Spot sugar prices jumped 4 per cent to a record, buoyed by supply concerns, while government data showed wholesale price of the commodity has risen 37 per cent in the year to Aug. 22, raising the food price index 14.5 per cent.

Government sources said rainfall in the past seven days was 4 per cent above average, the third straight week of near-normal rainfall.

Monsoon rains made a shaky start this year with the driest June in 83 years and unusually low rain in early August, making the seasonal rainfall 23 per cent below average so far, which is the worst since 1972.

Last week's normal rains helped water levels in the country's main reservoirs fill up to 45 per cent of capacity, rising three percentage points in a week, which is the normal rate for the period.

But because of past dry spells, the water level was still short of the normal 60 per cent of capacity, which would hurt winter irrigation and hydropower generation that accounts for a quarter of India's generation capacity of 150,000 megawatts.

Rainfall was 24 per cent above average in the central soybean-producing region, helping the crop which had suffered after a three-week dry spell from the end of July, a weather office source said.

India Meteorological Department has forecast rains for the next 24 hours, and industry officials said the recent pick-up in rains would help crops in central India.

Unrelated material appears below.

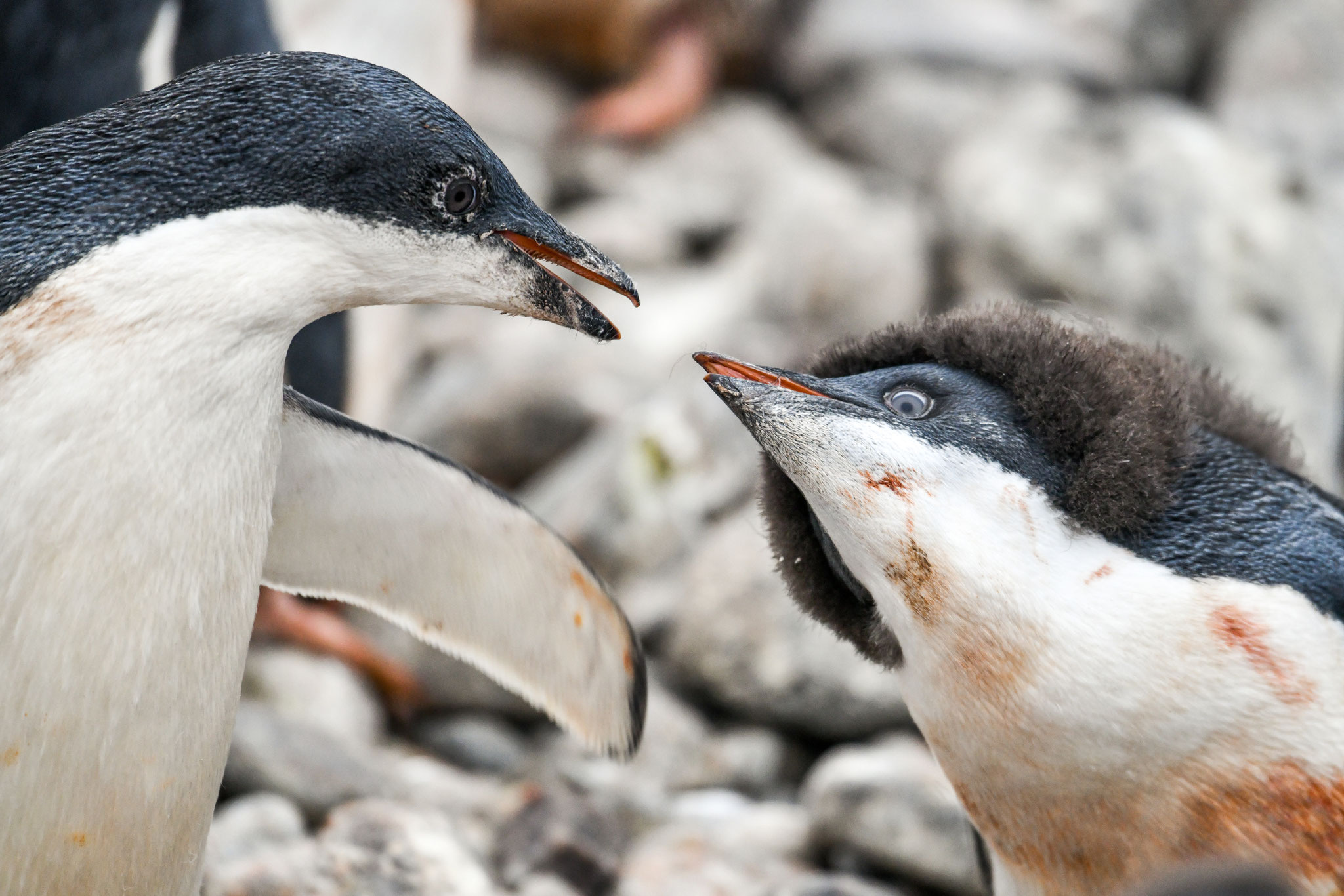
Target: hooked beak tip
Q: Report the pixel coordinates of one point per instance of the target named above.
(541, 251)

"The rains during last 48 hours would help improve yield," said A S Chandel, director of soybean development programme of the trade body Soybean Processors Association of India.

"Recent rains will help growth of late-sowing varieties and mitigate losses done to early-sown varieties," he said.

Traders and industry officials expect soybean output in India, the world's top edible oil buyer, could fall 9-19 per cent this year due to the failed monsoon.

India had soybean crops on 9.49 million hectares as at August 28, marginally lower than 9.52 million hectares a year ago.

India produced 9.9 million tonnes of soybean in 2008.